La sélection des exercices prend ici toute son importance dans la programmation des séances, si l’entraineur ou le préparateur physique maitrise les différents exercices et leur but, il pourra les utiliser à bon escient et au bon moment dans la préparation de l’athlète afin de développer les qualités souhaitées.
I – Les mouvements debout
- Ce qui diffère : en théorie la réception se fait sans flexion. On tolère et constate souvent une réception en ¼ de squat (pas de fémur sous la parallèle au sol).
- Objectifs :
– Coordination « membres inférieurs – membres supérieurs »
– Travail d’extension (amplitude et vitesse)
– Travail de vitesse du dos et des bras
- Quand les utiliser : En phase d’apprentissage ou d’initiation, en recherche de performance quand la technique de la chute n’est pas encore maitrisée.
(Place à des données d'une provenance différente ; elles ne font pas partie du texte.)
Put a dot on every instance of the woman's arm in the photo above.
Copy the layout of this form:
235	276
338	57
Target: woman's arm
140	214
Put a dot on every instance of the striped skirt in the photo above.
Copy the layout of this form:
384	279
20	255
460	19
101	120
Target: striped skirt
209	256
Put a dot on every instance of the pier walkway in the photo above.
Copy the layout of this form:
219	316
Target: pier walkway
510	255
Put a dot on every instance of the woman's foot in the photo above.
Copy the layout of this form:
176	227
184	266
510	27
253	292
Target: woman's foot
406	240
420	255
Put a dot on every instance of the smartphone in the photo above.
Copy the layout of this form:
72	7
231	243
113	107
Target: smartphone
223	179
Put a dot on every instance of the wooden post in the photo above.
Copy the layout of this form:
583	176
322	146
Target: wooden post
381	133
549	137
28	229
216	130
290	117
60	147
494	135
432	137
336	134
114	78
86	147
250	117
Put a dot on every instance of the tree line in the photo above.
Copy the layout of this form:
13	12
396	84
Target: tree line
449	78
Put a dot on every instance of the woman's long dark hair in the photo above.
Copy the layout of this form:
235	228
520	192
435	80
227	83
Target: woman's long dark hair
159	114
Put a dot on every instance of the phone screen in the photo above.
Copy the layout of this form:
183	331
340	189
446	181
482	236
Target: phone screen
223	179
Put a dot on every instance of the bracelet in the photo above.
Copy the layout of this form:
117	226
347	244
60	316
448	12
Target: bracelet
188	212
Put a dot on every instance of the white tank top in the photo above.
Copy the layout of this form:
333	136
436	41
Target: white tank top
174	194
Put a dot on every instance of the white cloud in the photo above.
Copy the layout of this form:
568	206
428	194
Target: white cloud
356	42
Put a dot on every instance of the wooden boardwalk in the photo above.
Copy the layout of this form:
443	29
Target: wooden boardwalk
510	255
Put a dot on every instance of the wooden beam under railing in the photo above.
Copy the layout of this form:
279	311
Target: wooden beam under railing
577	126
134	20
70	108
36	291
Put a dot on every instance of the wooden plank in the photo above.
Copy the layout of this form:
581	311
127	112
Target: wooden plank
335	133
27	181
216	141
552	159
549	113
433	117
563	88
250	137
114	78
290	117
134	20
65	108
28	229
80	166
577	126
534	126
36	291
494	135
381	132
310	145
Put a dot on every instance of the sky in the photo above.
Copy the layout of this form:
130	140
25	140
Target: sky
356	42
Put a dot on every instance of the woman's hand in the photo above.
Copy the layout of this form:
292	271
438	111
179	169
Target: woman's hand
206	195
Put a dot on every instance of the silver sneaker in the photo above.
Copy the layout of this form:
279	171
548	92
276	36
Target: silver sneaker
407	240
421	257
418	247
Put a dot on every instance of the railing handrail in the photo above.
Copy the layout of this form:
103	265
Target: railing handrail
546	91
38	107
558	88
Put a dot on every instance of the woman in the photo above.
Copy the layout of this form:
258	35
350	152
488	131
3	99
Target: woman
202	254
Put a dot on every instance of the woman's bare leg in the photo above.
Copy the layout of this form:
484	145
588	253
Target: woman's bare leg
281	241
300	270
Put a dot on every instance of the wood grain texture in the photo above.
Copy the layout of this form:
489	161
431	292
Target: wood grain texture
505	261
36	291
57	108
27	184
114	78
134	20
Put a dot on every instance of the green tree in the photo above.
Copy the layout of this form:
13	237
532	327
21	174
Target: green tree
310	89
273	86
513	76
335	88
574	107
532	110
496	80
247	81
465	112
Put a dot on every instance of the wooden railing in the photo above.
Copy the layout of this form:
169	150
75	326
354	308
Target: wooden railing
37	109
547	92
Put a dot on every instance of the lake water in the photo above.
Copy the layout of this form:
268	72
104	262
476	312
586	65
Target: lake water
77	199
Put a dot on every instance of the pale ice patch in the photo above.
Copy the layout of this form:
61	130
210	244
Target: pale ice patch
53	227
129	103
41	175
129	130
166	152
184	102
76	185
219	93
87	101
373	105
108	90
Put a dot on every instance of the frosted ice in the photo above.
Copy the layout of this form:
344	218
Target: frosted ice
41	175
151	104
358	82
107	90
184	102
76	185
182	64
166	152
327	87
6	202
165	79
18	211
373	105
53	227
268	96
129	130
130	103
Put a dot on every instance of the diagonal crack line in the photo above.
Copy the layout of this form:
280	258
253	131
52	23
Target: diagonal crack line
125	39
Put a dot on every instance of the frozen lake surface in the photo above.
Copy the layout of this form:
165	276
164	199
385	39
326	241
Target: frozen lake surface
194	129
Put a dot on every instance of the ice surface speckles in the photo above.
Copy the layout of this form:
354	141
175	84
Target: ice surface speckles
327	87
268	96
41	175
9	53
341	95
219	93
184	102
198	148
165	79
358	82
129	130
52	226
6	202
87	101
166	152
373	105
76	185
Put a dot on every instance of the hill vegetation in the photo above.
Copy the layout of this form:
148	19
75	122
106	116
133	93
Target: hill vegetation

Les athlètes utilisent les mouvements debout sans le savoir dès l’apprentissage, souvent à cause d’un manque de repères, de coordination et/ou de souplesse. Ce type de mouvement est souvent utilisé par les préparateurs physiques qui doivent donner des résultats à leurs athlètes sur le court terme. Bien sûr, ces mouvements ne doivent jamais remplacer un apprentissage complet du mouvement sur le long terme.
II – Les mouvements en puissance
- Ce qui diffère : il n’y a pas de saut ni de déplacement des pieds pendant l’exécution du mouvement. Les pieds sont dès le départ en position de réception. La réception peut se faire en légère flexion ou flexion complète.
- Objectifs :
– Travail de la liaison « fin d’extension – début de chute »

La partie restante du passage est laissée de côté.